The euro jumped to a record high against the dollar here on Friday on investor fears the US might have trouble attracting enough capital to cover its burgeoning trade deficit.
The single European currency at one point shot up to US$1.2952, smashing a previous all-time summit of US$1.2929 reached on Feb. 18.
The euro later fell back to US$1.2942 in late-afternoon trade, against US$1.2874 on Thursday in New York.
The dollar slipped to ¥105.58 yen from ¥105.94 on Thursday.
Dealers were fretting about the economic implications of the electoral win of US President George W. Bush, analysts said.
"It's the same story we've had since the election result was made clear," said Chris Furness, currency strategist at the 4Cast economic consultancy firm.

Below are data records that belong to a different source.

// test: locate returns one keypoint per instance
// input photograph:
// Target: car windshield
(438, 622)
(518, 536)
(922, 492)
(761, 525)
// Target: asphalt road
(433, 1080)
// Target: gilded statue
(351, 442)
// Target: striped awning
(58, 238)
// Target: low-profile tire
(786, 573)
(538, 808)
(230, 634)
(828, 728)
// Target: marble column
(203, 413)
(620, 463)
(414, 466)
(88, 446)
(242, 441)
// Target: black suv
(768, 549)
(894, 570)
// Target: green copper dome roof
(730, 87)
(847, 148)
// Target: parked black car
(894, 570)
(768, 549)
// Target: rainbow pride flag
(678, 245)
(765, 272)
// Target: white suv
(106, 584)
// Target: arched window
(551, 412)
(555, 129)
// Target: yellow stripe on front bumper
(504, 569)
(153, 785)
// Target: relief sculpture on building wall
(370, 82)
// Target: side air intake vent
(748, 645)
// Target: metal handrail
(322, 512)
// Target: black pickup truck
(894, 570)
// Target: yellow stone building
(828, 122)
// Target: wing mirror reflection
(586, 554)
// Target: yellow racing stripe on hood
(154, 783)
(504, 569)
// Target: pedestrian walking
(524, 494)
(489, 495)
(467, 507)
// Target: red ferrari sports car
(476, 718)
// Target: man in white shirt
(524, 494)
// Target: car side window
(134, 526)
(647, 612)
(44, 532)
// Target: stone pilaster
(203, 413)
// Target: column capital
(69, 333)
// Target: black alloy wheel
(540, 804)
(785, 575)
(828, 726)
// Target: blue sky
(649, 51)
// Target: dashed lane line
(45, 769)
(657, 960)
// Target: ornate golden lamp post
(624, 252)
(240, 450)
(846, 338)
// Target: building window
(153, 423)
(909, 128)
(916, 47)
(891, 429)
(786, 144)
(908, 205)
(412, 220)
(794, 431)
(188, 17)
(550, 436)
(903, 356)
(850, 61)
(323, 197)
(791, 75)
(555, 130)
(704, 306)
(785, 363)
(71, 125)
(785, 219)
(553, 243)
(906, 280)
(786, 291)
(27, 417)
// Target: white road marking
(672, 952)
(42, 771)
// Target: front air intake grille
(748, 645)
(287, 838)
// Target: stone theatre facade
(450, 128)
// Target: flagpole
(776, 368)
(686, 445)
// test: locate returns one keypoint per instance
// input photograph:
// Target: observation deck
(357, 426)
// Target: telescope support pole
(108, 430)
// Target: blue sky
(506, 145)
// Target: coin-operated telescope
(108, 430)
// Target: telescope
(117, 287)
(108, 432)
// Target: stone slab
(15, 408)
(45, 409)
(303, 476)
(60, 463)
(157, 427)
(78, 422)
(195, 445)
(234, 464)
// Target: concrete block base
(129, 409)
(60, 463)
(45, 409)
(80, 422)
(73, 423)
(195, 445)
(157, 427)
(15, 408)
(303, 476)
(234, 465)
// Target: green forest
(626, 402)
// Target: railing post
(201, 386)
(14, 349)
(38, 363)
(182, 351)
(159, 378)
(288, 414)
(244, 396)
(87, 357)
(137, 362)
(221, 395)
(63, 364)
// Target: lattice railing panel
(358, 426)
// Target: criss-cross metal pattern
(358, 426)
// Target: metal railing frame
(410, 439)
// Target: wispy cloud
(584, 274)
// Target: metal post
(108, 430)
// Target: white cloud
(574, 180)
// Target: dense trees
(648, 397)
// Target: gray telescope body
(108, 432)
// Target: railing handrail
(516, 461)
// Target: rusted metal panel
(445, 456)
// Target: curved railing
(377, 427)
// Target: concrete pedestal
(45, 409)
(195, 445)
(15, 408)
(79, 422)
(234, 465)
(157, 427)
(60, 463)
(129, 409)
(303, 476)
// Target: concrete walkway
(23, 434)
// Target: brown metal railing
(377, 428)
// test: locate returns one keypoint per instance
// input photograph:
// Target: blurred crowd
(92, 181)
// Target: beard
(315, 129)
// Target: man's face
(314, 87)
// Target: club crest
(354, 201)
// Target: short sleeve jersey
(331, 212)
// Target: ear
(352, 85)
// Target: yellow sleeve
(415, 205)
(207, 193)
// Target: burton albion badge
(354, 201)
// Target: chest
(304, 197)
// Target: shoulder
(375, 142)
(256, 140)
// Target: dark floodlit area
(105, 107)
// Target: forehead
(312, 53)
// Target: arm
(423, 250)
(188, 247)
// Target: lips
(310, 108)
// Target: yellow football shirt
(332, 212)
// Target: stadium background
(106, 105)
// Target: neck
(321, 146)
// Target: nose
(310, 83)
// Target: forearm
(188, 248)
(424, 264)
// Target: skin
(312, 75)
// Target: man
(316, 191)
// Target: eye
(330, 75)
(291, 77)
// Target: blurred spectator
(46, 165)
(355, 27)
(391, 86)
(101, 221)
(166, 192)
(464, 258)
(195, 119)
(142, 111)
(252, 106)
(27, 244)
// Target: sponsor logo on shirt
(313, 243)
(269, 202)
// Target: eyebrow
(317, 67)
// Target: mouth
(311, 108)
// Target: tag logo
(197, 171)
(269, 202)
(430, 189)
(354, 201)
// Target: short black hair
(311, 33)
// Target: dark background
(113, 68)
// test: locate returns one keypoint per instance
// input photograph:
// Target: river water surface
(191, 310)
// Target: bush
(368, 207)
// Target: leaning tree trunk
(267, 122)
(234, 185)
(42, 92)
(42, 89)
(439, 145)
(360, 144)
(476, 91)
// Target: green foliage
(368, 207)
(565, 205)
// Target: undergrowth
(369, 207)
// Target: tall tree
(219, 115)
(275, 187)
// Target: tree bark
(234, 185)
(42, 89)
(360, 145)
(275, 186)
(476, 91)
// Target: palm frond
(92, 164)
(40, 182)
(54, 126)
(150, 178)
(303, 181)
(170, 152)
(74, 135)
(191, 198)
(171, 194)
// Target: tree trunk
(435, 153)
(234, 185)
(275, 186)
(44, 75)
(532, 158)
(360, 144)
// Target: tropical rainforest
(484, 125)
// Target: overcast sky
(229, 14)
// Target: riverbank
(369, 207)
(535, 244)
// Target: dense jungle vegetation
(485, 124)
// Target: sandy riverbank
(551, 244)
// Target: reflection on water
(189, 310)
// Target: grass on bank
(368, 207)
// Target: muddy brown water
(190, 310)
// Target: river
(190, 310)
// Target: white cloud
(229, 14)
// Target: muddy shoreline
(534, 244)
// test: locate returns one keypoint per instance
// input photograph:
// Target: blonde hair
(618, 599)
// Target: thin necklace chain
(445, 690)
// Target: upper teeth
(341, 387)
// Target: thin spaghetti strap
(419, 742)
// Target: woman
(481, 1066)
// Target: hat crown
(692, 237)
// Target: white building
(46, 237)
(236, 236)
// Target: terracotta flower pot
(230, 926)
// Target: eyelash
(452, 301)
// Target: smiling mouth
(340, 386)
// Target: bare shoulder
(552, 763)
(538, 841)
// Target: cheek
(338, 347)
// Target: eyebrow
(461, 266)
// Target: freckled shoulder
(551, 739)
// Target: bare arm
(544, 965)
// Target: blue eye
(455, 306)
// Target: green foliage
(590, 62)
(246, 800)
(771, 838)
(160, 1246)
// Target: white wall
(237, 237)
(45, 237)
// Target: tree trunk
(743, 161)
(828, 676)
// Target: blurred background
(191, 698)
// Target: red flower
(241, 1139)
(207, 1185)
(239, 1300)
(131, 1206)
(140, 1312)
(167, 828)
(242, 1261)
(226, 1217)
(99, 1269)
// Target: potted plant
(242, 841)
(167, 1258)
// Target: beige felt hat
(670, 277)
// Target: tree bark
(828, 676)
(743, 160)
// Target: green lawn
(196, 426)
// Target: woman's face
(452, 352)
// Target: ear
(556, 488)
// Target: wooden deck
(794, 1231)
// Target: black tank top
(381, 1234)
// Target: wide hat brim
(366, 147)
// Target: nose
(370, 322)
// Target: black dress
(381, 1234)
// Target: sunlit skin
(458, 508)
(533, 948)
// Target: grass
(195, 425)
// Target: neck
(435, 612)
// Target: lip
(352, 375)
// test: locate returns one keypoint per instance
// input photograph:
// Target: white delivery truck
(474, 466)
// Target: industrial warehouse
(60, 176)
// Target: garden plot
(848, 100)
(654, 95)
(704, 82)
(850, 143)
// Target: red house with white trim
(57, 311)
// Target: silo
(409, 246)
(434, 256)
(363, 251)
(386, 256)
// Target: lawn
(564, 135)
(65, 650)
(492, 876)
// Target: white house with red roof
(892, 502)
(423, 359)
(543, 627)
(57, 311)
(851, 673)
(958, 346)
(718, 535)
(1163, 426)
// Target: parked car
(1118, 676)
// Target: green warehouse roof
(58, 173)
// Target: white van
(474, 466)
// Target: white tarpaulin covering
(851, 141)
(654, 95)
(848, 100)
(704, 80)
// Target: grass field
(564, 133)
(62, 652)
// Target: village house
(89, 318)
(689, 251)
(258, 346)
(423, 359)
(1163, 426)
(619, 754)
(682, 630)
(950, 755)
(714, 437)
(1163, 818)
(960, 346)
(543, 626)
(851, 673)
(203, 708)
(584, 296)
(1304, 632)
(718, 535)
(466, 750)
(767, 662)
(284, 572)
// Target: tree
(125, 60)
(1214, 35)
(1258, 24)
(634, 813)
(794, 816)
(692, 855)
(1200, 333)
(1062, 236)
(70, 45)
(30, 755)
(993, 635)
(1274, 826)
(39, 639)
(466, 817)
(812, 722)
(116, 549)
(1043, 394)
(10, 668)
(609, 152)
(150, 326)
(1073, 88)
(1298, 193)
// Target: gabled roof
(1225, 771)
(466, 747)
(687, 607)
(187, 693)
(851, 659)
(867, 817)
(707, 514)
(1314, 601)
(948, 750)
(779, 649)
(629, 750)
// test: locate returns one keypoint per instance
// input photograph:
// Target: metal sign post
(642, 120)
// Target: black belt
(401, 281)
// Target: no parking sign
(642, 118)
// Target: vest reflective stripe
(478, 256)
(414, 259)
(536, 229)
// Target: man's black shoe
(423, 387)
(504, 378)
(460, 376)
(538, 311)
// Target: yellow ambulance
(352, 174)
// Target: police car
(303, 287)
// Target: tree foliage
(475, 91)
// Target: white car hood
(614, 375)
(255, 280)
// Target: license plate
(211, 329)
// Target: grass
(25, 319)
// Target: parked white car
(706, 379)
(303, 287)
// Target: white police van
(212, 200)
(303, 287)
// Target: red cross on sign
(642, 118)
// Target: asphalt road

"That is that the politics are not going to change now in the US and geopolitical temperatures are not going to be reduced very much, and may even go higher. On the economic front we may well get growth, but we will get growth at the cost of higher deficits, certainly the trade deficit at least," Furness said, adding that the euro could hit US$1.40 within the next year.
Last month, Washington announced a record 2004 budget deficit of US$413 billion, while the trade deficit in August rose to US$54 billion, the second largest ever.
Dealers are worried about how the US will attract the necessary capital inflows to fund the deteriorating trade balance. The fear is that overseas investors might lose confidence in the debt-ridden US economy, placing their money elsewhere.
That could further depress the dollar, prompting higher US interest rates and thereby dampening growth prospects in the US and elsewhere.
"The dollar is not a currency in fashion at the moment because of the structural factors which underline the imbalances in the US economy," said Audrey Childe-Freeman, economist at Canadian Imperial Bank of Commerce.
The dollar had rebounded briefly against the euro earlier Friday on news that the US labor market created a seven-month record of 337,000 new jobs last month.
Employment growth in October exploded from the 139,000 jobs created in the previous month. It also smashed past Wall Street economists' consensus forecast for a gain of 175,000.
But investment funds saw the dollar rebound as an opportunity to sell the US currency for euros, while central banks in the Middle East and Asia were also active, Furness said.
"After the payrolls, in came the central banks again. Reserve adjustment has certainly got to be part of the plan at the moment," he said.
A steady rise in the euro is a cause of concern for European leaders, as the trend makes eurozone exports more expensive and less competitive and threatens what is already an uncertain recovery.
But a strong euro at the same time spares Europe some of the pain of higher oil prices, as crude sales are denominated in US dollars.
Eurozone officials have previously said they would be comfortable with the euro trading up to US$1.30, and the market will therefore be watching carefully for any comments made by officials or politicians once the currency breaks through that barrier.
The euro was introduced in 12 countries -- Austria, Belgium, Finland, France, Germany, Greece, Ireland, Italy, Luxembourg, the Netherlands, Portugal and Spain -- on Jan. 1, 1999, in check form and as a virtual currency.